Police believe the gunman, Cho Seung-Hui, a Korean student of English at the university and dormitory resident, first opened fire at 7.15am in West Ambler Johnston Hall, killing Emily Jane Hilscher, 18. He is said to have been infatuated with her. "The girlfriend cheated on him and he decided to go on a rampage," Karina Porushkevich, 18, told the Herald. In the aftermath, Ms Porushkevich saw a girl being wheeled out of the dorm with "blood all over her".
"They had a big quarrel and he shot her … then the RA [resident assistant, Ryan Clark, 22] came, and he shot the RA," another student, Chen Chia-hao, told Taiwanese television.
But for the next two hours, no alarm was raised as the gunman hid out in the sprawling campus, where many of its 28,000 students were allowed to start classes.
Students who lived in the dorm said they received knocks on the door and were told to stay in their rooms, but nothing else. It was not until 9.26am that the university sent an email to all students: "A shooting incident occurred at West Ambler Johnston [dorm] earlier this morning. Police are on the scene and are investigating. The university community is urged to be cautious and are asked to contact Virginia Tech Police if you observe anything suspicious or with information on the case."

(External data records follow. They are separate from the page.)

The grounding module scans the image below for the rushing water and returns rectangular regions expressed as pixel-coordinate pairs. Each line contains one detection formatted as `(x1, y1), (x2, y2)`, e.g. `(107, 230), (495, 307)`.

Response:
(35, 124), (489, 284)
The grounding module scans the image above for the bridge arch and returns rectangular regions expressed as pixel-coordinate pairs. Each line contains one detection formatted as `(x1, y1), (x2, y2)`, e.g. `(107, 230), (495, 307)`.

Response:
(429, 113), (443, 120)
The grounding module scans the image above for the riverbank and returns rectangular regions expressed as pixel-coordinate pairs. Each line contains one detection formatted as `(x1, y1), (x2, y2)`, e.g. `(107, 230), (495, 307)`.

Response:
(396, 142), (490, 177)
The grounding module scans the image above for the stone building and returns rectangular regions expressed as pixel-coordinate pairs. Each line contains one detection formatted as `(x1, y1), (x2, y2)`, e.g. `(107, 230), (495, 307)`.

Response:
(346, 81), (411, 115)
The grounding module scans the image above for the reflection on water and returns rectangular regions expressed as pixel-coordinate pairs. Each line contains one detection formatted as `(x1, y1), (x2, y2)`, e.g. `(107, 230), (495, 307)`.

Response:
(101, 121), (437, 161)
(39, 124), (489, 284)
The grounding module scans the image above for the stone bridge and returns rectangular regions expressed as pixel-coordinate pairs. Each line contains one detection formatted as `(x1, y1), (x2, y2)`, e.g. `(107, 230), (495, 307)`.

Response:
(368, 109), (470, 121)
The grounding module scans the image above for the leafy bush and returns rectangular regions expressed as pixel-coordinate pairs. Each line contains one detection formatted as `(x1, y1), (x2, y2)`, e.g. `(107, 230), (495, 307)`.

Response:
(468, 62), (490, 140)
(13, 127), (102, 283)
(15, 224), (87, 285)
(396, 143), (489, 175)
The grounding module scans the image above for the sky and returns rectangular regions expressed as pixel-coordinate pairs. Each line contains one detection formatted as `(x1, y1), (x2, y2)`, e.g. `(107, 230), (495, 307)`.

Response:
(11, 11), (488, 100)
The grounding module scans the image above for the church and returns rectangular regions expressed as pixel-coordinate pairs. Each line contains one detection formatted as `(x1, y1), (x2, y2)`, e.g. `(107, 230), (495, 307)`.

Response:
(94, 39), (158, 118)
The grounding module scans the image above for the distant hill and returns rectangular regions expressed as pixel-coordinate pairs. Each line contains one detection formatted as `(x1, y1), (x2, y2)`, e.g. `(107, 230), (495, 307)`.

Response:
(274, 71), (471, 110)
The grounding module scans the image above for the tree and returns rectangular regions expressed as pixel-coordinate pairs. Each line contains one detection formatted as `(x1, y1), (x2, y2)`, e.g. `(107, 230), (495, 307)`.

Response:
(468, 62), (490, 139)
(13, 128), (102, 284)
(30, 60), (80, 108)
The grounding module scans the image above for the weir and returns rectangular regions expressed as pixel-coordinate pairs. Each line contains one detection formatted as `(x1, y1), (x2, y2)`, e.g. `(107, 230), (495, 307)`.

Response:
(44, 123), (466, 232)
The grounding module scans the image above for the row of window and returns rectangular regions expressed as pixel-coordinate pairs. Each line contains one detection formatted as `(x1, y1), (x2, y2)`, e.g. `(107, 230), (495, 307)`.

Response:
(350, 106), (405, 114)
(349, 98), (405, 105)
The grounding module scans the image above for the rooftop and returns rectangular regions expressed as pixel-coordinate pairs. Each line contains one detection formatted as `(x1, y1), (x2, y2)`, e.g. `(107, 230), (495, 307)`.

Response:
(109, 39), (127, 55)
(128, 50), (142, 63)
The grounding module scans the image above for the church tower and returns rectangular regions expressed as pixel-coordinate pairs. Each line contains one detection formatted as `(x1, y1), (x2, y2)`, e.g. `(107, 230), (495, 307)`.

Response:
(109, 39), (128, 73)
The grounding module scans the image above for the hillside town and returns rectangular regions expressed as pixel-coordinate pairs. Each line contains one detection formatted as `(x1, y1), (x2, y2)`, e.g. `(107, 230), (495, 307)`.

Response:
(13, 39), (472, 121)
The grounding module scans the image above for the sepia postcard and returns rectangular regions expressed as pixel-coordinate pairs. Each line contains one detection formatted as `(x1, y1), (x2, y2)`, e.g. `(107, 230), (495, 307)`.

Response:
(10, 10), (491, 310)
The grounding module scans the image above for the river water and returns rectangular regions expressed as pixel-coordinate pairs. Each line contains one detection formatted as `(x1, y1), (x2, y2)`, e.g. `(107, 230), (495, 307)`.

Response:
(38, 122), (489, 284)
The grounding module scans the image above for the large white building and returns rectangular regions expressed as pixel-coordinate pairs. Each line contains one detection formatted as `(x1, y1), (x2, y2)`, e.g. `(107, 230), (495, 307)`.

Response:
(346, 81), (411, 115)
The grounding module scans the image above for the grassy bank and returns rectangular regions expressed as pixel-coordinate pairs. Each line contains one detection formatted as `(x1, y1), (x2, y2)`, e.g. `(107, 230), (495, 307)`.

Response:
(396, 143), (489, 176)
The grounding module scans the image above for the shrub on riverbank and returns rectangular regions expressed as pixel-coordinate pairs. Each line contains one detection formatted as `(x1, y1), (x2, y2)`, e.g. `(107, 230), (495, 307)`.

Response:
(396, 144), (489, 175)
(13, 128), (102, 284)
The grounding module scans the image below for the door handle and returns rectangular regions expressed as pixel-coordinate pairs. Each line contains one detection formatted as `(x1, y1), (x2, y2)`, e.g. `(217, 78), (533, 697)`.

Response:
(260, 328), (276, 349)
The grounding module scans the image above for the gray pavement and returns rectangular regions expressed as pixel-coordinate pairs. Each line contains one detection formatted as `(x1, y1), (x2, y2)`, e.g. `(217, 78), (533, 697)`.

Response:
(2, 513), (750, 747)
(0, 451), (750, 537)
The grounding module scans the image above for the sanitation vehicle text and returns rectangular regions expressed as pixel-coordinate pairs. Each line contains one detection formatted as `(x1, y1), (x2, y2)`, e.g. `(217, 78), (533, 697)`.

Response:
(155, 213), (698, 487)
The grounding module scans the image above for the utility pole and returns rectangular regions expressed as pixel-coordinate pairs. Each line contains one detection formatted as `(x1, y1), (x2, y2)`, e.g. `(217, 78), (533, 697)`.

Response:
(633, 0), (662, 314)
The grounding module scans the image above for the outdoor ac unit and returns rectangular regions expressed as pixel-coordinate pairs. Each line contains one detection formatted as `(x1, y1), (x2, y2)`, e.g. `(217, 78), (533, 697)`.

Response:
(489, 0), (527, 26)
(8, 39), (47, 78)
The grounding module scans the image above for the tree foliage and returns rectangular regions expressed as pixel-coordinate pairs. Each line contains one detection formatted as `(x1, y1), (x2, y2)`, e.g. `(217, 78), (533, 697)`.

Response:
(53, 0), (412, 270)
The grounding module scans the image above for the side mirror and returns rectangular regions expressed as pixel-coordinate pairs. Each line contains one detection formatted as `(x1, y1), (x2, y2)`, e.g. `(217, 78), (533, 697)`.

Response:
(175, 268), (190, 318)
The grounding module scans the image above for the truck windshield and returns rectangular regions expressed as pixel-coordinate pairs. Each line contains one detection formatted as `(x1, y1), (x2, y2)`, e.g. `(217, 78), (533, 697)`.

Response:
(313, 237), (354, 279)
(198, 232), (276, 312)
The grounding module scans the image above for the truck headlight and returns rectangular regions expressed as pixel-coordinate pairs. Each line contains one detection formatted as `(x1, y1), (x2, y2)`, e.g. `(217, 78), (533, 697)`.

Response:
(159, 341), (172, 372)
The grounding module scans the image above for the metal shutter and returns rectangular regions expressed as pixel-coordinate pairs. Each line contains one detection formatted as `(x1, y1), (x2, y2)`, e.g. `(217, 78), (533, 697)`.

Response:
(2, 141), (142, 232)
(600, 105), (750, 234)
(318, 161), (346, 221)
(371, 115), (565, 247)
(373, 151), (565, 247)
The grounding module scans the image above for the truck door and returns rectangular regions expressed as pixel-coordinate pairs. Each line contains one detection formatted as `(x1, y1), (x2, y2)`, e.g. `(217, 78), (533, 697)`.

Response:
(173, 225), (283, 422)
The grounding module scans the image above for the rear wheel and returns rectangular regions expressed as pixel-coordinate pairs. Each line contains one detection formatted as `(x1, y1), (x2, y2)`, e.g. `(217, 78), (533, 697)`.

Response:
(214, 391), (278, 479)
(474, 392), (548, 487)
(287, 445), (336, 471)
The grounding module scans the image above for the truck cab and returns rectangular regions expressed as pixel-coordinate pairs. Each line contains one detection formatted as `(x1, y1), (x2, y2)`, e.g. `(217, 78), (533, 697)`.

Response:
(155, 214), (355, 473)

No more than four minutes after that email, the massacre started in earnest. A gun used in the first two killings was also used in the killings that were about to happen. Police said they had no reason to believe there was an accomplice, but they would investigate that possibility.
At 9.30am, students in the engineering building at the centre of the campus, Norris Hall, called police to say shots had been fired.
The German class in room 207 of Norris Hall had been going for about half an hour when the gunman poked his head in a couple of times. About 180 centimetres tall, he wore jeans and a maroon hat. He also carried a nine-millimetre semiautomatic handgun and a .22-calibre handgun. He walked a metre and a half into the room and began firing. When he was finished, only four of 25 people in that classroom would be able to walk out. The rest were dead or too badly injured.
From this early reporting, which was well done in foreign papers, things got very ugly with the victimization of NBC and the airing of the material the killer sent them. I still firmly believe the airing of the material was best handled by a major media organization rather than a 'leaked' version on some website once the material was handed over to police. Everyone knows it would have happened that way.